Former Mill, 6c Cunningburn Road, Cunningburn, Newtownards, Co Down, BT22 2AR

WRENN ID
graven-fireplace-dock
Grade
B1
Local Planning Authority
Ards and North Down
Country
Northern Ireland
Date first listed
20 December 1976
Source
NI Environment Agency listing

Description

Cunningburn Mill is a group of houses picturesquely situated in a hollow roughly 1 mile NW of the Mount Stewart estate. Some of the houses are converted mill related buildings and almost all have been renovated/converted recently. This is possibly the most interesting of the whole group as it is a rubble built former water powered corn mill dating from 1776. It is currently undergoing conversion to living accommodation.
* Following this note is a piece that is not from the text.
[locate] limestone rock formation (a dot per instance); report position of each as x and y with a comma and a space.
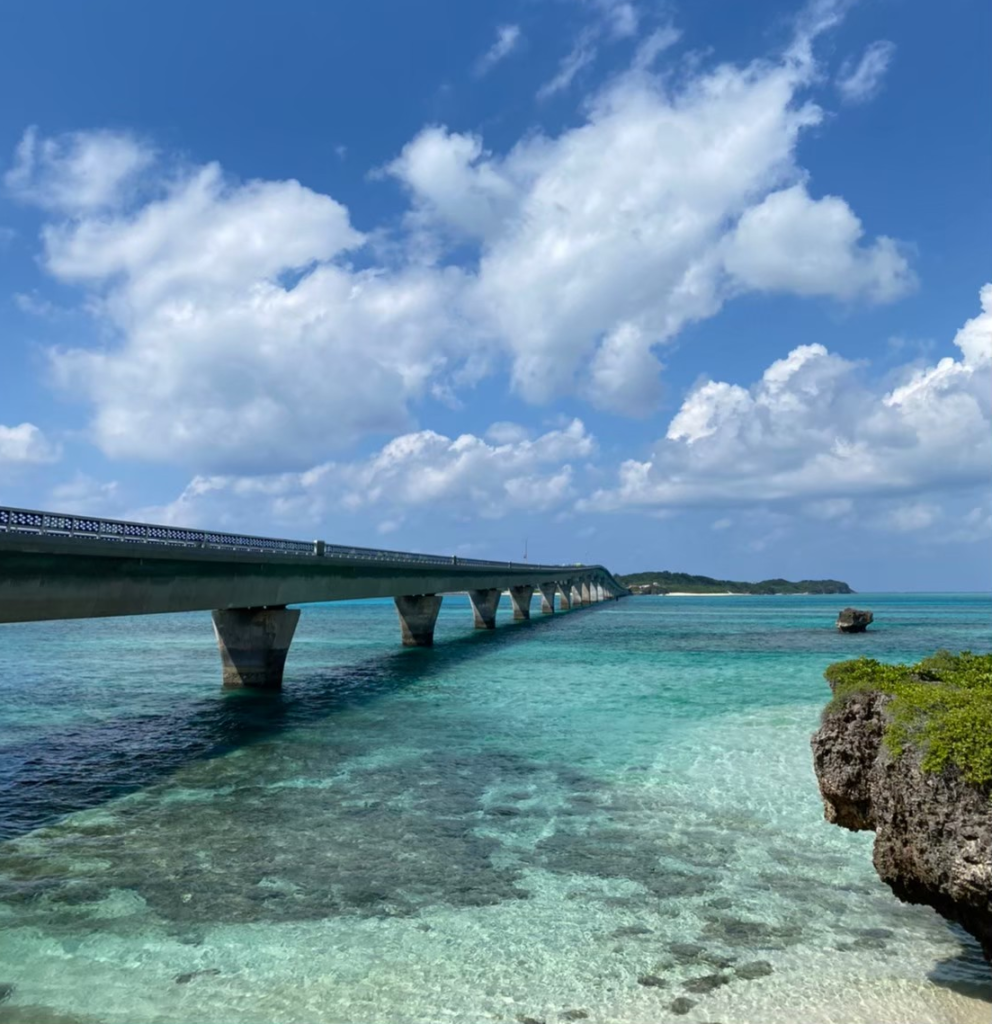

The former mill is ‘split level’ and is situated slightly to the SW of the thatched house. The front NE facade has a doorway with stone dressings, but no proper door as yet. To the left of this are three window openings with recently installed timber casement windows. To the right of the doorway is a slightly larger opening set at a low level with stone dressings. This opening was probably once a small door but is now filled with a timber window with ‘Georgian’ panes. Above the window is an inscribed stone which states ‘AD 1776 W. HARRIS MILLER’. To the right of this window the earth has been excavated revealing more of the wall below the window level, in which there is a crudely fashioned (presumably unfinished) opening. The NW gable is two storey with a casement window (similar to front) to the upper level. The lower level once held the water wheel and though this has been removed the arched opening for the axle remains. This gable merges with the side of a full height lean to extension (also built of rubble) which appears to be c.1860s and once house housed an engine. There is a large ‘unfinished opening to the ground level of the lean to. The SE gable of the main building is blank. The left half of the rear is taken up with the lean to former engine house, which has a large flat arched opening to the ground level of its SE face. The upper level of the right half of the original mill has two casement windows, as front. To the ground level is a large opening with a segmental arch head and stone dressings. The keystone is inscribed ‘1776 BT. BY. A. S.’. There is a small square opening to the right of the arch. The gabled roof of the mill is in the process of being covered in Bangor blue slates and has a small brick chimney stack to the SE. There is a similar stack on the roof of the former engine house. The entire mill building is unrendered.